Mouvement sécessionniste. “Odeshi” et tramadol, pour vaincre la peur de tuer

Un rapport spécial des  Réseaux d’information régionaux intégrés (IRIN) publié le 2 août 2018, décrit comment les amulettes et des drogues inhibent tout sentiment de peur chez les sécessionnistes.

Anaïs FOUMANE

«Certains combattants utilisent des drogues qui les motivent à aller sur le terrain ; ainsi, ils n’ont plus aucune crainte en eux» : la déclaration est d’un chef de guerre sécessionniste qui a requis l’anonymat tel que le précise le rapport spécial publié ce 2 août par IRIN, un réseau d’informations. Le recours aux drogues est en effet une pratique courante au sein des milices sécessionnistes qui pullulent dans les régions du Nord-ouest et du Sud-ouest. Un moyen de motiver ces jeunes parfois à peine  sortis de l’enfance et qui ne saisissent pas vraiment le bien-fondé de la lutte  qu’ils mènent. La consommation des drogues est pourtant proscrite par Cho Ayaba, un responsable de l’ambazonian defence forces, ADF. Conscient de l’effet hallucinogène et nocif des drogues, il ne voudrait surtout pas que ses soldats entachent l’image de son “armée” par des crimes commis sous l’influence de la drogue. Malheureusement comme le fait remarquer le chef de guerre cité plus haut, le commandant Ayaba est loin, il est en Europe, et ne maîtrise pas la réalité du terrain.  Un terrain où il faut à tous les prix imposer sa présence et sa loi. Le challenge est souvent plus ardu et macabre que les “informations” vicieusement distillées par les activistes de la toile pour contenter une horde de “suiveurs”. Sur le terrain, il faut se soumettre à l’ordre républicain ou risquer sa liberté, et parfois sa vie. Sur le terrain, il faut souvent décapiter, amputer, violer, tous ceux qui se réclament d’un courant fédéraliste ou unioniste, les Black legs. Ce sont ces réalités inconnues du “commandant” Cho Ayaba, qui rythment le quotidien des combattants et qui imposent la consommation de drogue entre autre outils de combat.
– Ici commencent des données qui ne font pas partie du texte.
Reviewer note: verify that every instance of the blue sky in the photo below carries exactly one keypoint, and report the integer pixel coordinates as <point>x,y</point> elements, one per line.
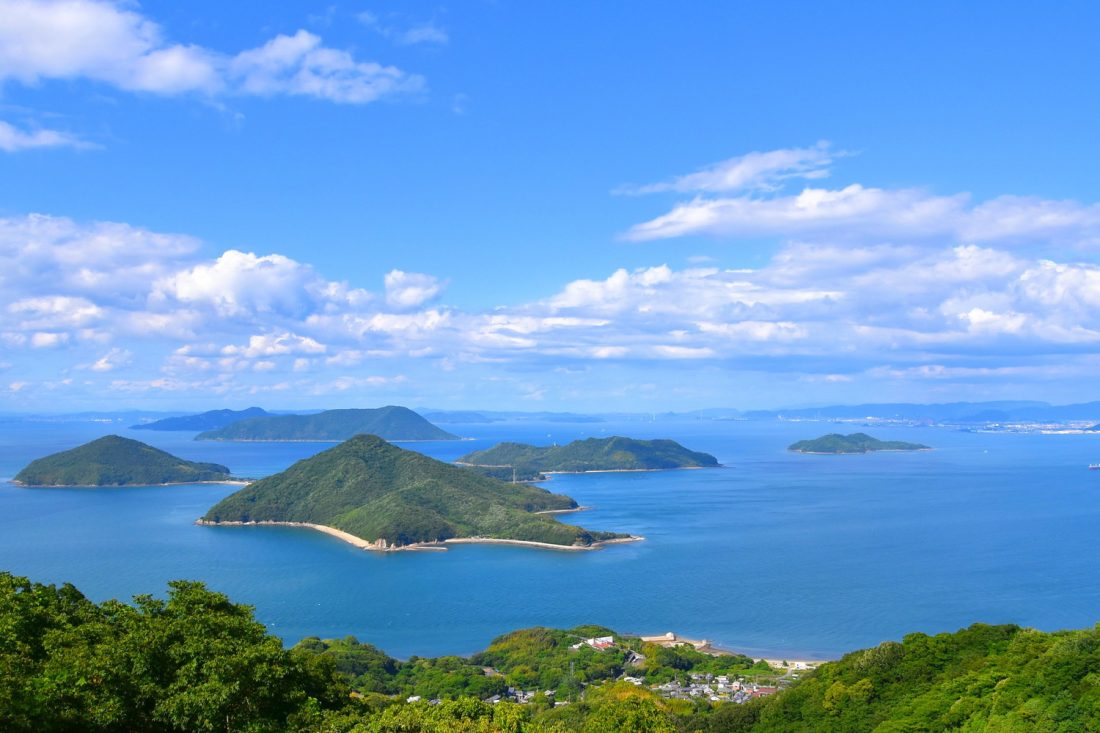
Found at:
<point>547,206</point>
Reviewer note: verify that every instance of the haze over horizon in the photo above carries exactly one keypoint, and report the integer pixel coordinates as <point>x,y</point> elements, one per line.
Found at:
<point>546,208</point>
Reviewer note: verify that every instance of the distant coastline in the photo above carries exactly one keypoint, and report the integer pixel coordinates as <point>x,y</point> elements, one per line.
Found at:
<point>382,546</point>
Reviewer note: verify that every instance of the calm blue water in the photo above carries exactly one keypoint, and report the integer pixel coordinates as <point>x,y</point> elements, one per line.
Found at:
<point>780,553</point>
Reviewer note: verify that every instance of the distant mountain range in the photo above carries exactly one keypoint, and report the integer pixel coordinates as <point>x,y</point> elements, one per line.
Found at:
<point>116,461</point>
<point>391,423</point>
<point>210,420</point>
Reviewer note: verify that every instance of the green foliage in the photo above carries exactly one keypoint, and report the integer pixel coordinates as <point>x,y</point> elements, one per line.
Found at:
<point>374,490</point>
<point>391,423</point>
<point>857,442</point>
<point>116,461</point>
<point>615,453</point>
<point>982,678</point>
<point>195,662</point>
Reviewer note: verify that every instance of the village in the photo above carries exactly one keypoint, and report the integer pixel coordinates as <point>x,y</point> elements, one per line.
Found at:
<point>708,687</point>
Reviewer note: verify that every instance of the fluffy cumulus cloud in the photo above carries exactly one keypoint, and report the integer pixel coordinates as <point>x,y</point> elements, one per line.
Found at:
<point>13,140</point>
<point>118,308</point>
<point>113,43</point>
<point>410,290</point>
<point>747,197</point>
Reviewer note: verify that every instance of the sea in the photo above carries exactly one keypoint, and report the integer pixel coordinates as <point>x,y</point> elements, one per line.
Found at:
<point>774,554</point>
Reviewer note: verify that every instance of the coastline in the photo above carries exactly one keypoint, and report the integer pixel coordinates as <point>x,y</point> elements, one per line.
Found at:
<point>333,440</point>
<point>382,546</point>
<point>233,482</point>
<point>575,509</point>
<point>861,452</point>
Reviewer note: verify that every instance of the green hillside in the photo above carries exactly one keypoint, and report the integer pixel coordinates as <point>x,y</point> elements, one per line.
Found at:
<point>389,423</point>
<point>615,453</point>
<point>857,442</point>
<point>116,461</point>
<point>374,490</point>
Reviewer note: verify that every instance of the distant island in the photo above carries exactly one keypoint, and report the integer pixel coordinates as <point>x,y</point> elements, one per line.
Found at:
<point>459,416</point>
<point>378,496</point>
<point>857,442</point>
<point>614,453</point>
<point>389,423</point>
<point>210,420</point>
<point>117,461</point>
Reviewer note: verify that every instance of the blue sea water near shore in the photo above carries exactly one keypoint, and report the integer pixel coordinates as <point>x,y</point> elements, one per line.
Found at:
<point>777,553</point>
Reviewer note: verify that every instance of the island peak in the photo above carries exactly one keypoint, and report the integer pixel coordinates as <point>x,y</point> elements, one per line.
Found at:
<point>117,461</point>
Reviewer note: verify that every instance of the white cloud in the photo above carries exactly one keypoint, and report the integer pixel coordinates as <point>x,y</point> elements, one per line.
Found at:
<point>854,212</point>
<point>111,360</point>
<point>13,140</point>
<point>825,312</point>
<point>112,43</point>
<point>48,339</point>
<point>410,290</point>
<point>300,65</point>
<point>751,172</point>
<point>276,345</point>
<point>428,33</point>
<point>240,284</point>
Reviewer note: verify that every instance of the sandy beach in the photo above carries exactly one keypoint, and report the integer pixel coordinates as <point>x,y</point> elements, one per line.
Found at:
<point>382,546</point>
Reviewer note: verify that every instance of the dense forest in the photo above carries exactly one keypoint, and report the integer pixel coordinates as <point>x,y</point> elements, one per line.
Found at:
<point>857,442</point>
<point>116,461</point>
<point>614,453</point>
<point>374,490</point>
<point>197,662</point>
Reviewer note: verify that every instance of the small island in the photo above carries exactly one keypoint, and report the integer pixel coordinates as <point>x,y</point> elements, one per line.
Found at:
<point>378,496</point>
<point>615,453</point>
<point>391,423</point>
<point>857,442</point>
<point>208,420</point>
<point>117,461</point>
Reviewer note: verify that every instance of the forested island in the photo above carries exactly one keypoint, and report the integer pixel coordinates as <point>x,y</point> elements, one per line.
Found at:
<point>195,660</point>
<point>614,453</point>
<point>857,442</point>
<point>117,461</point>
<point>208,420</point>
<point>380,496</point>
<point>391,423</point>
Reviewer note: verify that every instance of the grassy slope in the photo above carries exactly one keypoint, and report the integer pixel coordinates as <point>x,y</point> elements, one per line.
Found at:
<point>389,423</point>
<point>374,490</point>
<point>112,461</point>
<point>857,442</point>
<point>593,455</point>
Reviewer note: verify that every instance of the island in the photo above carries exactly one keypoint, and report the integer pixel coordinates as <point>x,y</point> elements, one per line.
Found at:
<point>209,420</point>
<point>857,442</point>
<point>117,461</point>
<point>378,496</point>
<point>391,423</point>
<point>615,453</point>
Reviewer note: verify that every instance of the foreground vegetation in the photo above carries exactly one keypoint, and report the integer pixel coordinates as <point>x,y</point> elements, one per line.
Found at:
<point>116,461</point>
<point>196,662</point>
<point>374,490</point>
<point>615,453</point>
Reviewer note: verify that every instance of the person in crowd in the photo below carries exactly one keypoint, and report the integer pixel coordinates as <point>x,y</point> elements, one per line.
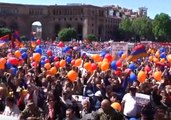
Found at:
<point>106,112</point>
<point>31,111</point>
<point>11,109</point>
<point>70,115</point>
<point>129,104</point>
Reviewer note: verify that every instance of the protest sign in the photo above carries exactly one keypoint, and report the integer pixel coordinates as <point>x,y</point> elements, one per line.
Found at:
<point>142,99</point>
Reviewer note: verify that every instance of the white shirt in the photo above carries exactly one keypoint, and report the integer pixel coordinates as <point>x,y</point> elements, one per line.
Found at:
<point>12,111</point>
<point>130,105</point>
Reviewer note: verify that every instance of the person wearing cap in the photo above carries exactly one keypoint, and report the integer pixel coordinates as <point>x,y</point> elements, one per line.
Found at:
<point>31,111</point>
<point>129,104</point>
<point>11,109</point>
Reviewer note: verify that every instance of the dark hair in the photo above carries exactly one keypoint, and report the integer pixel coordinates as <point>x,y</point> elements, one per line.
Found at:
<point>10,99</point>
<point>148,111</point>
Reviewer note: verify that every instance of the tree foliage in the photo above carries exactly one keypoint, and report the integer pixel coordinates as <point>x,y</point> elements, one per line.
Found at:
<point>91,37</point>
<point>67,34</point>
<point>162,26</point>
<point>4,31</point>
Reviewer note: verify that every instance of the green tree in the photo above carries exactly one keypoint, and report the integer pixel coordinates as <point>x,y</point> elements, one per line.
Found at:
<point>23,38</point>
<point>67,34</point>
<point>125,28</point>
<point>162,26</point>
<point>4,31</point>
<point>91,37</point>
<point>142,27</point>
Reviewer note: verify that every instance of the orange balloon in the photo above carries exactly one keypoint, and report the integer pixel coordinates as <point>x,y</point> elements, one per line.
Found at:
<point>72,75</point>
<point>97,58</point>
<point>157,54</point>
<point>105,60</point>
<point>62,63</point>
<point>169,58</point>
<point>2,66</point>
<point>24,92</point>
<point>3,61</point>
<point>53,70</point>
<point>36,57</point>
<point>78,62</point>
<point>157,75</point>
<point>116,106</point>
<point>17,53</point>
<point>104,66</point>
<point>123,56</point>
<point>47,66</point>
<point>99,64</point>
<point>162,60</point>
<point>113,57</point>
<point>141,76</point>
<point>155,60</point>
<point>151,58</point>
<point>87,66</point>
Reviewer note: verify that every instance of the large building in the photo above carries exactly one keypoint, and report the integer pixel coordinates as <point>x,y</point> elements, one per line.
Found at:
<point>86,19</point>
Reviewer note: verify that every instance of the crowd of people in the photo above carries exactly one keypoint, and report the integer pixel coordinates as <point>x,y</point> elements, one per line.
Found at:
<point>31,90</point>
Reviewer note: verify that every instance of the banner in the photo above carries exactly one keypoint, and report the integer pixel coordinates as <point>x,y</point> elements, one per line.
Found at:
<point>142,99</point>
<point>119,46</point>
<point>57,51</point>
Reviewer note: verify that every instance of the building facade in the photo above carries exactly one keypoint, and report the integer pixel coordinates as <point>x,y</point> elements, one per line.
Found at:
<point>86,19</point>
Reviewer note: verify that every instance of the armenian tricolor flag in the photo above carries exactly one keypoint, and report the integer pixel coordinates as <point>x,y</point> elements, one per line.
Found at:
<point>138,52</point>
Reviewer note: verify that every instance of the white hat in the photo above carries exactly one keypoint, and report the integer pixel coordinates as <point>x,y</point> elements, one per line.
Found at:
<point>98,94</point>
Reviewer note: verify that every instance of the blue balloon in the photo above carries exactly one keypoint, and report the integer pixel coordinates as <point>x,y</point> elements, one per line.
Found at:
<point>42,63</point>
<point>132,77</point>
<point>120,53</point>
<point>68,59</point>
<point>163,55</point>
<point>14,69</point>
<point>9,65</point>
<point>113,65</point>
<point>51,58</point>
<point>22,50</point>
<point>162,49</point>
<point>132,119</point>
<point>38,50</point>
<point>103,53</point>
<point>66,49</point>
<point>132,67</point>
<point>44,58</point>
<point>24,55</point>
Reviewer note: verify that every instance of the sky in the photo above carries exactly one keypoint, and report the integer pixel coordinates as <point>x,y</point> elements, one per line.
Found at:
<point>154,6</point>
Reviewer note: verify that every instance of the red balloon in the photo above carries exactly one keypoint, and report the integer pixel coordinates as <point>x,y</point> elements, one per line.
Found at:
<point>93,66</point>
<point>47,61</point>
<point>38,42</point>
<point>56,58</point>
<point>13,61</point>
<point>118,72</point>
<point>49,53</point>
<point>34,64</point>
<point>108,57</point>
<point>73,62</point>
<point>119,63</point>
<point>147,69</point>
<point>57,64</point>
<point>60,44</point>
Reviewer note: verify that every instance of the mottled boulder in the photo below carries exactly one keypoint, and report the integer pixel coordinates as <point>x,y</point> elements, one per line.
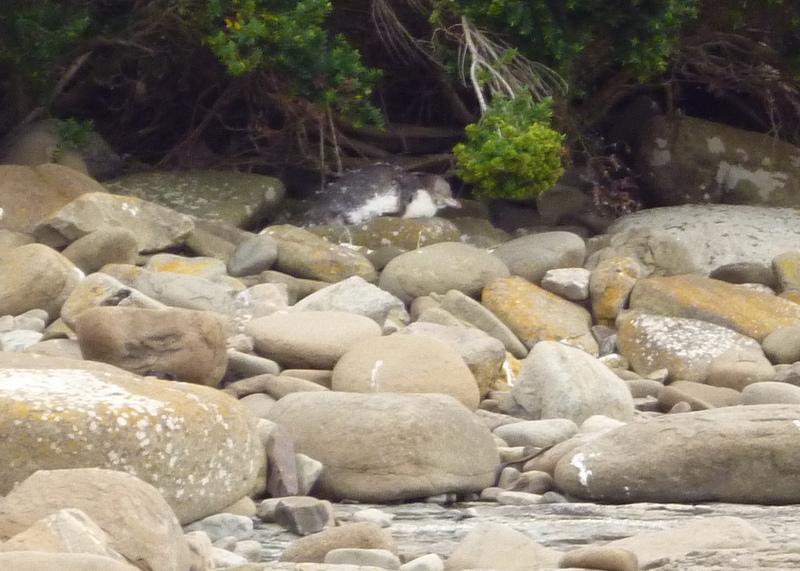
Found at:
<point>196,446</point>
<point>406,364</point>
<point>387,447</point>
<point>559,381</point>
<point>533,255</point>
<point>156,227</point>
<point>535,314</point>
<point>179,344</point>
<point>751,313</point>
<point>239,199</point>
<point>724,454</point>
<point>141,526</point>
<point>28,195</point>
<point>35,277</point>
<point>685,347</point>
<point>306,255</point>
<point>440,268</point>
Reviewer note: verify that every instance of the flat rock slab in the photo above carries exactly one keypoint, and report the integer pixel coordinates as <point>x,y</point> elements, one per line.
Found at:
<point>420,528</point>
<point>715,235</point>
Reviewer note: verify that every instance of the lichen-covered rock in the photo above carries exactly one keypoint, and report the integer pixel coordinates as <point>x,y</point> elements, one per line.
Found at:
<point>34,276</point>
<point>389,446</point>
<point>685,347</point>
<point>156,227</point>
<point>751,313</point>
<point>306,255</point>
<point>718,455</point>
<point>197,446</point>
<point>239,199</point>
<point>440,268</point>
<point>28,195</point>
<point>535,314</point>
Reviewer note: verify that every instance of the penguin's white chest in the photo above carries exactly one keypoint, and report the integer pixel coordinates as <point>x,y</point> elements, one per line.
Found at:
<point>422,206</point>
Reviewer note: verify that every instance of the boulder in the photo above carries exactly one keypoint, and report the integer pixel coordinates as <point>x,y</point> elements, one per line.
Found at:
<point>286,338</point>
<point>719,455</point>
<point>238,199</point>
<point>178,344</point>
<point>60,413</point>
<point>559,381</point>
<point>156,227</point>
<point>751,313</point>
<point>685,347</point>
<point>28,195</point>
<point>386,447</point>
<point>440,268</point>
<point>306,255</point>
<point>35,277</point>
<point>533,255</point>
<point>534,314</point>
<point>405,364</point>
<point>140,525</point>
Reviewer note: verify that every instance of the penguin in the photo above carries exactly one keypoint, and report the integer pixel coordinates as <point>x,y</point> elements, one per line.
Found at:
<point>360,195</point>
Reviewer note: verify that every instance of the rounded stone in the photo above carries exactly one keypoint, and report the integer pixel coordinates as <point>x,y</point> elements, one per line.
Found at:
<point>439,268</point>
<point>388,446</point>
<point>406,364</point>
<point>310,339</point>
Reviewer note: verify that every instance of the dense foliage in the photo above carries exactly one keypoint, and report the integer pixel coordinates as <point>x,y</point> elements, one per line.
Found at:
<point>511,152</point>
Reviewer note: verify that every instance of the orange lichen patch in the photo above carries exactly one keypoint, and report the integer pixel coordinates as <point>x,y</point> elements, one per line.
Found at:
<point>535,314</point>
<point>742,309</point>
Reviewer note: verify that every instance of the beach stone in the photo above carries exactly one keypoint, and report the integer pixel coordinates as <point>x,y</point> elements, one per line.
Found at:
<point>533,255</point>
<point>702,534</point>
<point>537,433</point>
<point>393,232</point>
<point>749,312</point>
<point>28,194</point>
<point>312,549</point>
<point>610,286</point>
<point>140,525</point>
<point>697,395</point>
<point>35,277</point>
<point>483,355</point>
<point>770,392</point>
<point>534,314</point>
<point>498,546</point>
<point>437,445</point>
<point>737,368</point>
<point>474,313</point>
<point>306,255</point>
<point>787,270</point>
<point>569,283</point>
<point>61,413</point>
<point>782,346</point>
<point>222,525</point>
<point>103,246</point>
<point>722,454</point>
<point>156,227</point>
<point>201,267</point>
<point>238,199</point>
<point>439,268</point>
<point>253,256</point>
<point>559,381</point>
<point>285,337</point>
<point>186,345</point>
<point>684,347</point>
<point>406,364</point>
<point>704,237</point>
<point>356,295</point>
<point>363,557</point>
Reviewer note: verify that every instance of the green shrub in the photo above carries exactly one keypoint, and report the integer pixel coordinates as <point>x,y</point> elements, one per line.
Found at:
<point>512,152</point>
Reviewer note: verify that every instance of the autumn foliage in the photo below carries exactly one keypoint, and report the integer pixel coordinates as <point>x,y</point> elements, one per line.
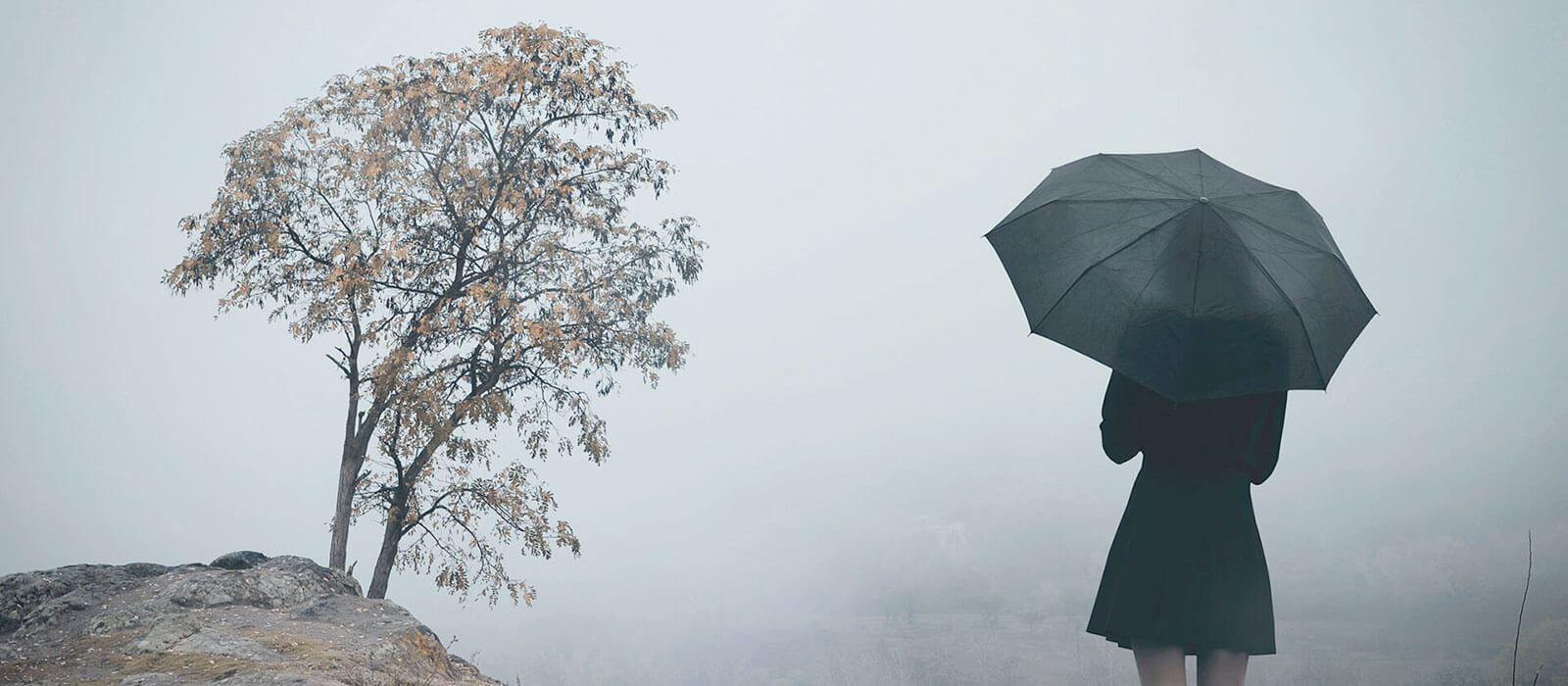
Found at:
<point>457,224</point>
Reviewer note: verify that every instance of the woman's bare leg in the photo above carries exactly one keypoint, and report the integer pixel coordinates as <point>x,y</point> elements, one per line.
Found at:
<point>1159,664</point>
<point>1222,667</point>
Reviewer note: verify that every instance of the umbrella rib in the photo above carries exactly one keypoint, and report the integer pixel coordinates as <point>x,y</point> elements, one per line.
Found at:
<point>1291,304</point>
<point>1074,201</point>
<point>1149,175</point>
<point>1270,229</point>
<point>1047,316</point>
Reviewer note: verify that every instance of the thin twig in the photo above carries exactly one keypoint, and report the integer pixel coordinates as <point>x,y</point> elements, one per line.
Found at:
<point>1529,544</point>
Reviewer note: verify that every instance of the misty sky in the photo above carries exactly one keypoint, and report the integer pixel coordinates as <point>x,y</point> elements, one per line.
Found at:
<point>859,367</point>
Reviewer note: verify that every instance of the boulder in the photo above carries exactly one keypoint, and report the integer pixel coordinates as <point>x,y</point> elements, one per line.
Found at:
<point>247,619</point>
<point>239,560</point>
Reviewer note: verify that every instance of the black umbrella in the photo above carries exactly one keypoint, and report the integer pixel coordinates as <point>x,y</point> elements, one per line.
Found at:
<point>1194,279</point>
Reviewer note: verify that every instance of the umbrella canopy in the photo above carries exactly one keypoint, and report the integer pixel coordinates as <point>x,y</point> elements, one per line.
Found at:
<point>1194,279</point>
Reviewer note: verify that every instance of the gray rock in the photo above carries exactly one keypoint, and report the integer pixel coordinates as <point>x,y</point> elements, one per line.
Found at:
<point>122,619</point>
<point>219,643</point>
<point>145,568</point>
<point>31,600</point>
<point>276,583</point>
<point>162,635</point>
<point>239,560</point>
<point>281,678</point>
<point>151,678</point>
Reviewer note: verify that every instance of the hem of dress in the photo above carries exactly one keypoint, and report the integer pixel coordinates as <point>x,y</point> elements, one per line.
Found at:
<point>1126,643</point>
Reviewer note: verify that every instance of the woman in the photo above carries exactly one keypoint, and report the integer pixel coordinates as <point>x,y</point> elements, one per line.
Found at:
<point>1186,572</point>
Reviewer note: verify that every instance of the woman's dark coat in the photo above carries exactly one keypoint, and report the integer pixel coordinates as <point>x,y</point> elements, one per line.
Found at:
<point>1188,565</point>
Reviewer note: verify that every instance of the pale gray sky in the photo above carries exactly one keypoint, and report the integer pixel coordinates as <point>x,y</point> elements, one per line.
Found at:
<point>859,367</point>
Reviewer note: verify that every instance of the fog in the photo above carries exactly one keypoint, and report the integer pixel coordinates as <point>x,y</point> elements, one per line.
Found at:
<point>866,437</point>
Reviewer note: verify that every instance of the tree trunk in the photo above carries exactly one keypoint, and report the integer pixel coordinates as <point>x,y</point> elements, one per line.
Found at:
<point>342,513</point>
<point>389,541</point>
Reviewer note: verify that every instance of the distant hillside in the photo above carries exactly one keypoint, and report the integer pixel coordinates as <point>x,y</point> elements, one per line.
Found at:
<point>243,619</point>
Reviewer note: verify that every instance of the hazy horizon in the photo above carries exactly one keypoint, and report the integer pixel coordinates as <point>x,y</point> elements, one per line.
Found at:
<point>862,413</point>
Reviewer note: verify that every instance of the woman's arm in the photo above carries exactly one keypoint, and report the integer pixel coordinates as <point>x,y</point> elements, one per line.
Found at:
<point>1121,421</point>
<point>1262,450</point>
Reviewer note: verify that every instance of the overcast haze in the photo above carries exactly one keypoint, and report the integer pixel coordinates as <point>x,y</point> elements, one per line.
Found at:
<point>861,381</point>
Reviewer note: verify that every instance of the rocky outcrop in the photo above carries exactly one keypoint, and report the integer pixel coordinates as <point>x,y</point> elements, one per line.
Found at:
<point>243,619</point>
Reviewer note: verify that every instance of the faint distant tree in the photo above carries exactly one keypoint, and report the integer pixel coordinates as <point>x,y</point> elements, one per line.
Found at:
<point>459,222</point>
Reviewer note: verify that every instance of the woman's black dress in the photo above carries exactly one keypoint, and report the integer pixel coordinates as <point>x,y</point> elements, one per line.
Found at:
<point>1188,565</point>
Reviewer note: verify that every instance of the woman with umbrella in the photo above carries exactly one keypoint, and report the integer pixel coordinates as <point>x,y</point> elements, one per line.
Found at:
<point>1209,293</point>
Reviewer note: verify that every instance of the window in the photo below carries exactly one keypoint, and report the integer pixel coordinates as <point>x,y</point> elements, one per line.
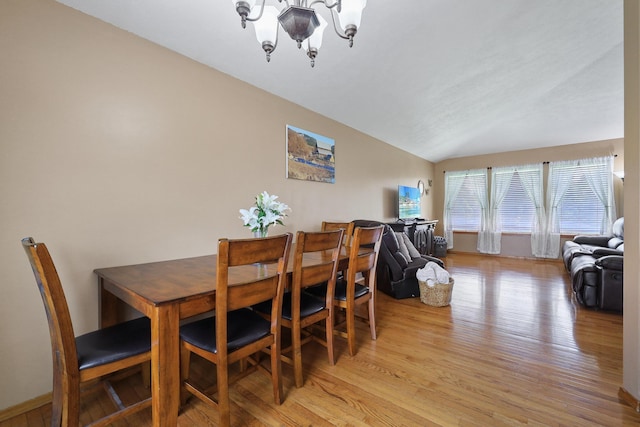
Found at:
<point>582,195</point>
<point>517,211</point>
<point>466,208</point>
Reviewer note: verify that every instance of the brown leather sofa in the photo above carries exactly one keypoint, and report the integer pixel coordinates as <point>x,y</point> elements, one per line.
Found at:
<point>595,264</point>
<point>395,275</point>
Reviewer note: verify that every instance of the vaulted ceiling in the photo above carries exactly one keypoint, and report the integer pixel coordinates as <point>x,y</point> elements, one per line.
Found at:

A côté de la drogue, les bandes armées sécessionnistes se livrent à des pratiques mystiques qui selon leur témoignage ont de nombreuses vertus. Lorsqu’ils prévoient un assaut, les combattants sécessionnistes se munissent d’armes, de colliers, de bracelets, des plumes d’oiseaux  et autres amulettes. Ces artifices permettent selon le chef de guerre, d’être invisible, de bloquer les balles d’un fusil, ou encore d’agiter les balles ennemies. Le rituel Odeshi fonctionne si certaines conditions sont remplies; la légitimité de la cause et un régime alimentaire qui exclut certains aliments. Malheureusement comme reconnait avec regret le chef de guerre, les combattants sont généralement indisciplinés et il est de plus en plus difficile de garder le contrôle sur les 1500 hommes qui constituent l’ADF. Plus de 6 groupes armés parallèles ont essaimé dans ces régions et entre les produits hallucinogènes et les amulettes odeshi, les sécessionnistes ne semblent plus avoir aucune limite dans leur folie meurtrière.